Thursday, February 18, 2010

Parrots in the South Bay

Can U C M? Squawking away at friends hidden in the fronds? One of the fearsome wild parrots of the South Bay, caught by my intrepid clicking fingers near the church-with-the-bell-tower, a landmark on Torrance Blvd. just before it slopes to the Redondo Pier.

The Parrot Project website says that free-flying parrots have been spotted around the area since the 1960s, and that the current population descends from escaped pets (or almost-pets)--a scenario repeated dozens of times.

According to local lore, the parrots all come from a few contraband birdies once confiscated by customs officials at LAX.

Not exactly true, according to parrot-tracking website Amazornia. Here's what they say:

"The wild parrots flying free in Southern California today are descendants of wild-caught parrots who were imported into the United States before importation was banned and somehow either escaped or were released intentionally. These birds were already well versed in their survival skills and able to establish themselves in areas where exotic plant life is plentiful."

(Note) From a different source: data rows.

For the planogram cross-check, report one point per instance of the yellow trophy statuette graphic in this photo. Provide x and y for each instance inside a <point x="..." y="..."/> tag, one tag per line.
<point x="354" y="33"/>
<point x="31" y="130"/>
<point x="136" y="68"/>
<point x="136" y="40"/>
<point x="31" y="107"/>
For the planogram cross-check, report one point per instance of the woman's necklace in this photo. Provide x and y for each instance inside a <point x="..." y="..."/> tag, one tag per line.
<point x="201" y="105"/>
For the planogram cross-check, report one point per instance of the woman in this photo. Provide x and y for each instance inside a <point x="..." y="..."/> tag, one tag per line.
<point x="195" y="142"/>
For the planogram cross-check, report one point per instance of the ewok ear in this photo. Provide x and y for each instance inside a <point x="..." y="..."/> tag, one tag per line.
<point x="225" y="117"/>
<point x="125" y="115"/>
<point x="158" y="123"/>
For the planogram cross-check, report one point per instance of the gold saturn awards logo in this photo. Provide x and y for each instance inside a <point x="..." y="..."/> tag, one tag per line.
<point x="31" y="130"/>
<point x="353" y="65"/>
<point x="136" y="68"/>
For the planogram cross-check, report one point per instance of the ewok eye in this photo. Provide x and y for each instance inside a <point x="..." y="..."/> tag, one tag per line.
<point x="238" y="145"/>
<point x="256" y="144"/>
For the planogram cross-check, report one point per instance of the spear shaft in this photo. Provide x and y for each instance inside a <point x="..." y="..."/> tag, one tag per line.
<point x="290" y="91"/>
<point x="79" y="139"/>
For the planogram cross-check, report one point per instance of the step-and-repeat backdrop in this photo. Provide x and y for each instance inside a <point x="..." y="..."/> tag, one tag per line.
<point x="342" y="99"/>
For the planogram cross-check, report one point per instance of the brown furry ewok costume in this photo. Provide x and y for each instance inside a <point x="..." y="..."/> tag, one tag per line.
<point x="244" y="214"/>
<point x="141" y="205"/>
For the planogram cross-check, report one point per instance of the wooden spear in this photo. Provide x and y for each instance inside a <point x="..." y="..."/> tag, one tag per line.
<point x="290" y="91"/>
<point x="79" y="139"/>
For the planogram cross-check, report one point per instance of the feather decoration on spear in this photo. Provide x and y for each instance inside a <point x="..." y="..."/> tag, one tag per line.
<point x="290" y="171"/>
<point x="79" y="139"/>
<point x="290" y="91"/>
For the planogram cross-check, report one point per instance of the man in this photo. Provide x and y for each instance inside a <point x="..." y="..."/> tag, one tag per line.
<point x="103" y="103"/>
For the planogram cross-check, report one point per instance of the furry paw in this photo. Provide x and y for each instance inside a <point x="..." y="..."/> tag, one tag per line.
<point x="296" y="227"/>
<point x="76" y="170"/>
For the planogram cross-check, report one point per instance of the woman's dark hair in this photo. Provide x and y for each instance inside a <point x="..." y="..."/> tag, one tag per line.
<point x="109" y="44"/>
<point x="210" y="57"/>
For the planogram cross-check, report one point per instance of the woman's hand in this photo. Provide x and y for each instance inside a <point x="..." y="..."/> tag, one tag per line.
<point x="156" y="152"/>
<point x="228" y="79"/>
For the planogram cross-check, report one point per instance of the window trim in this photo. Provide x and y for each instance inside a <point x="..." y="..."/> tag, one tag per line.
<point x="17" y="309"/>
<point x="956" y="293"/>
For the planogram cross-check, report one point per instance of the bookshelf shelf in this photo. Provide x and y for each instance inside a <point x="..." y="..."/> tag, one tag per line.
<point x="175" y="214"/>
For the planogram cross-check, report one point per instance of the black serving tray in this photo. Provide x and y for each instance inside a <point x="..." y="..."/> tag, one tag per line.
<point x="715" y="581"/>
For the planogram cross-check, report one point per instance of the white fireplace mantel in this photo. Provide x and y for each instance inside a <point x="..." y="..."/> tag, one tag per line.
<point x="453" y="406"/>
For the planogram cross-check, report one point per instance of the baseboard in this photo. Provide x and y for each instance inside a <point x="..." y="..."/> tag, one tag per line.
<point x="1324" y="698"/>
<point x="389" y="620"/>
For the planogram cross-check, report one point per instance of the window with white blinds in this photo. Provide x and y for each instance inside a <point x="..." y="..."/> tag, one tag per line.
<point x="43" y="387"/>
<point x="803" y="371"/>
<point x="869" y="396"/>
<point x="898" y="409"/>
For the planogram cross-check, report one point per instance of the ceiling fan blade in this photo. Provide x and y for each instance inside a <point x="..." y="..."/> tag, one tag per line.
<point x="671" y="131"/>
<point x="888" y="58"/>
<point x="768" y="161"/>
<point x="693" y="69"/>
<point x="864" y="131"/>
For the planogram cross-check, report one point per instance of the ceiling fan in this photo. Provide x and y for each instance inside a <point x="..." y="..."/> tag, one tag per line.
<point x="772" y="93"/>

Like Redondo Beach, where Majestic Magnolias line some of the streets. When their avocado-sized seed pods are ripe with big red berries, the parrots will hit tree after tree in the evenings, kind of like feathered barhoppers. The parrots scream loudly and obnoxiously, they pitch the used seed pods at cars. . . yeah, a lot like feathered barhoppers, getting good & soused.

Amazornia claims that pet parrots usually can't survive in the wild--the flocks in the area do not take new escapees in. What we see (and hear--oh, lordy, can you hear them!) are birds bred and raised wild.

Occasionally you can look up and see parrots sitting on a phone line. Watch for a minute--chances are one of them will start to fall backward and hang by his feet. Endlessly amusing.
According to Amazornia, these wild parrots are thriving, but in their native land the story is more dire. They are endangered due to habitat loss and hunting. So if they pitch a seed pod at you, be patient. Remember that these are the survivors of an endangered species, fighting to turn things around. We might have something to learn from them.


Anonymous said...

As I left a friends house this morning I was greeted by these birds that previously I had only seen in flight across the evening sky. This day they sat on phone lines yelling at each other. I got a visible head count of 16, not knowing how may were hidden in the nearby palm like tree. I took a couple of shoot for myself as a momento of the day I was finally less than 50 feet away from these world renowned stars of Redondo Beach. After reading the blog, I have an even greater appreciation for the moment. Thanks

Anonymous said...

Late this afternoon a group of about 15-20 parrots landed in the magnolia tree across the street. My 3 yr old ran to get her binoculars and we sat on the lawn for about 10 minutes or so watching them, one was on a wire keeping watch. Then when they were done they treated us to a show of swooping down nearly to the ground when they took off and flew right past us and up over the house. We are just NE of Anza and Del Amo.

Anonymous said...

S.00 pm sighting of a flock of at least 20 in the big palm trees in the Riviera just south of Calle Mayor and Via los Miradores. Pretty and pretty noisy.

Anonymous said...

Gold Hills area in N.Redondo we have a flock that lives in the surrounding area. I love hearing them in the morning and evenings making their rounds.

Anonymous said...

There is a flock in the El Camino Village area which I think live (particularly at night) in the vegetation and palm trees next to the Dominguez Channel. They tend to head north for the day but come squacking home to the Channel in the evenings. They remind me of a train that toots it's horn when crossing at the same time every day. Can't quite set your clocks by the parrots, but they're fairly predictable. I get a kick out of them.

Dennis Heck said...

Now that I am retired, at 9am every morning I walk my two dogs around the neighborhood in South Redondo and enjoy watching and hearing the parrots in the trees. I know that in the mid 80's when we first moved into the neighborhood, we had a row of juniper trees that have berries (used to make gin). The parrots would love to eat them and I would watch them for hours as they hung by their feed upside down munching on the juniper berries.

David I. said...

It is Monday June 29th 2015 2:30 A.M. I'm trying to sleep but can't get any due to these loud squawkers. I love having them during the day because they are beautiful, but on the other hand I want to mute their squawking at night. I mean if there was a waterfall and other ambient rainforest noises than I'd be okay. So I love and hate them. The end. Project and Aviation

Erin Lynch said...

The parrots (conyers) also reside in Hermosa Beach as I hear them squawking frequently from the date palms that line the Pier. They also like to make noise around my home on Monterey Blvd. my brother owns one as a pet who is adorable and cuddly so I have a renewed appreciation of them

Ed said...

For accurate census purposes, let me add Manhattan Beach to the conyers’ haunts. Flying (yep, and squawking) all over, but choosing to rest (and maybe nest?) in the palm trees sprinkled throughout the parking lot of the Manhattan Village Mall. Very neat.